Echinomycin was administered to patients with advanced carcinoma in escalating doses ranging from 60 to 1500 micrograms/m2 given weekly by 15-minute iv infusions for four doses, with a subsequent 2-week rest period. Dose-limiting nausea, vomiting, and anorexia associated with varying degrees of renal and hepatic dysfunction proved dose-limiting at the 1500-micrograms/m2 level. Thrombocytopenia was noted in 15% of patients receiving greater than or equal to 700 micrograms/m2 and was severe in 11% without an evident dose-response relationship. Leukopenia was rare and mild when encountered. Allergic reactions were observed. Phase II trials are feasible using a dose schedule of 1200 micrograms/m2/week X 4 weeks.

Phase I study of echinomycin administered on an intermittent bolus schedule.

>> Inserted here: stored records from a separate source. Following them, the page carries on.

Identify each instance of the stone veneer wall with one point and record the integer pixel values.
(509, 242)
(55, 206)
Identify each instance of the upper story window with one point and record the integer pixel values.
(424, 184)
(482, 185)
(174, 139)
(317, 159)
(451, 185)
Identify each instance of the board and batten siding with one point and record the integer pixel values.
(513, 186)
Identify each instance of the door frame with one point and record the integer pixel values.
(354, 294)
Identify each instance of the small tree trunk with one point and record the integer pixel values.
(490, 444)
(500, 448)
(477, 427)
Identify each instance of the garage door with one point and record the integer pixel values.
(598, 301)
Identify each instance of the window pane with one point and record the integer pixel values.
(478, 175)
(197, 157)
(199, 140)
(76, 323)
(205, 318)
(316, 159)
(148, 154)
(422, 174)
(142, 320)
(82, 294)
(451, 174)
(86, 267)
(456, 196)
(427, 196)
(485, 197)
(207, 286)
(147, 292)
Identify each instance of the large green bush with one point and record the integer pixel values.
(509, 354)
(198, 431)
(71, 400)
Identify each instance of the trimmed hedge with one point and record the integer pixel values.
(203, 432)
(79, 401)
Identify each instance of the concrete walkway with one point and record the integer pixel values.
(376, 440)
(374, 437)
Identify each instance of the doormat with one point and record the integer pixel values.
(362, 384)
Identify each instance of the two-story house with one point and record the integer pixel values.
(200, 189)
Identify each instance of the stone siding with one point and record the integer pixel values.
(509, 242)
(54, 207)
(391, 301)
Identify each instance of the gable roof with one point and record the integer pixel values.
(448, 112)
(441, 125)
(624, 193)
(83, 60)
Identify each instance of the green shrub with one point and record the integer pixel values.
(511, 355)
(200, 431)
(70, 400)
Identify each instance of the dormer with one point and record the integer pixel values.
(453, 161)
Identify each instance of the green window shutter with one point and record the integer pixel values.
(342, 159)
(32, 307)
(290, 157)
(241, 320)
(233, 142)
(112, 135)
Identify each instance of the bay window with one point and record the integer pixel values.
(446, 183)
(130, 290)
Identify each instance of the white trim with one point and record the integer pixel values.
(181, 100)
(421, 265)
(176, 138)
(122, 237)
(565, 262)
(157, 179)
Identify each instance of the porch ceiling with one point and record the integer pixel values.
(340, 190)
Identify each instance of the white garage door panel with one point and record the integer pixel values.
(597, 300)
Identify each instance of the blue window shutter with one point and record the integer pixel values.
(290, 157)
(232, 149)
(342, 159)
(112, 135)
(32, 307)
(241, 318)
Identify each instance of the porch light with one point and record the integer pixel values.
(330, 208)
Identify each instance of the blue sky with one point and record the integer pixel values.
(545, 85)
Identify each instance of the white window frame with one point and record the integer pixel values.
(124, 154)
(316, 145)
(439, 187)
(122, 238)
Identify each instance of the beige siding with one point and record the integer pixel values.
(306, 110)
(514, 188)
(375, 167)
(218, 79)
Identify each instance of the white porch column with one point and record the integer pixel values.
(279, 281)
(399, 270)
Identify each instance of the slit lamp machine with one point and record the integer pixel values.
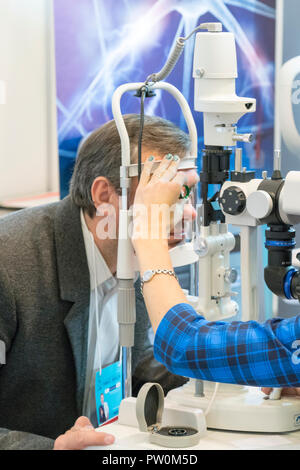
(244, 201)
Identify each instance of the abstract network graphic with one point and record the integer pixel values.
(101, 44)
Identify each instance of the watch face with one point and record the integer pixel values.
(147, 276)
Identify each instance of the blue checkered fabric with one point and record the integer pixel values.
(244, 353)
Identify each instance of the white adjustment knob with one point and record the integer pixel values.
(259, 204)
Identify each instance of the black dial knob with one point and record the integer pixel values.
(233, 201)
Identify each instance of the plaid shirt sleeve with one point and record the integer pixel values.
(244, 353)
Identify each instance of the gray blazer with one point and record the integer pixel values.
(44, 307)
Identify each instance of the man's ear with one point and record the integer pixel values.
(101, 191)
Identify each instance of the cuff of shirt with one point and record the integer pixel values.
(171, 328)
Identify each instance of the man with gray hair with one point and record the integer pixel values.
(56, 272)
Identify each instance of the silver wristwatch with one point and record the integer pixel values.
(148, 275)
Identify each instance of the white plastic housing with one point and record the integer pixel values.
(214, 301)
(245, 218)
(290, 194)
(215, 72)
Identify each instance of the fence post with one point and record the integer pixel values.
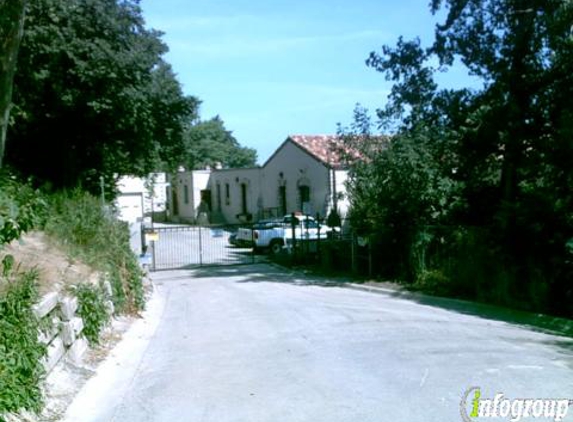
(293, 229)
(253, 244)
(153, 251)
(200, 248)
(353, 252)
(318, 237)
(369, 256)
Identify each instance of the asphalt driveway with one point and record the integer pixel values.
(255, 343)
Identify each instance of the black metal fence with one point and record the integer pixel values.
(170, 246)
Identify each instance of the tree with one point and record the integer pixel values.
(505, 145)
(11, 29)
(208, 143)
(94, 96)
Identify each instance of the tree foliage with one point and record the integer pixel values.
(208, 143)
(11, 28)
(93, 95)
(497, 157)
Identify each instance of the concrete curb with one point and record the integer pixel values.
(553, 325)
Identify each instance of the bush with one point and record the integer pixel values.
(92, 309)
(83, 226)
(21, 371)
(21, 208)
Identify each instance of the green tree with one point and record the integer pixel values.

We have conducted a phase I study of the cyclic peptide echinomycin (Quinomycin A) on a schedule of administration of once every 4 weeks. Ten dose levels between 20 and 1800 micrograms/m2 were studied. Acute gastrointestinal toxicity, thrombocytopenia, and transient elevations of serum transaminases occurred at doses of greater than or equal to 1000 micrograms/m2. Gastrointestinal toxicity was severe and dose-limiting in several patients at doses of 1800 micrograms/m2. Thrombocytopenia was erratic, but generally increased with drug doses. Platelet count nadirs occurred 5-10 days after administration. Hepatic toxicity was reflected in transient elevations of serum transaminases without hyperbilirubinemia. Three patients experienced apparent anaphylactic reactions to doses of 1500 micrograms/m2. The maximum tolerated single dose of echinomycin was 1800 micrograms/m2. A starting phase II dose of 1500 micrograms/m2 is recommended.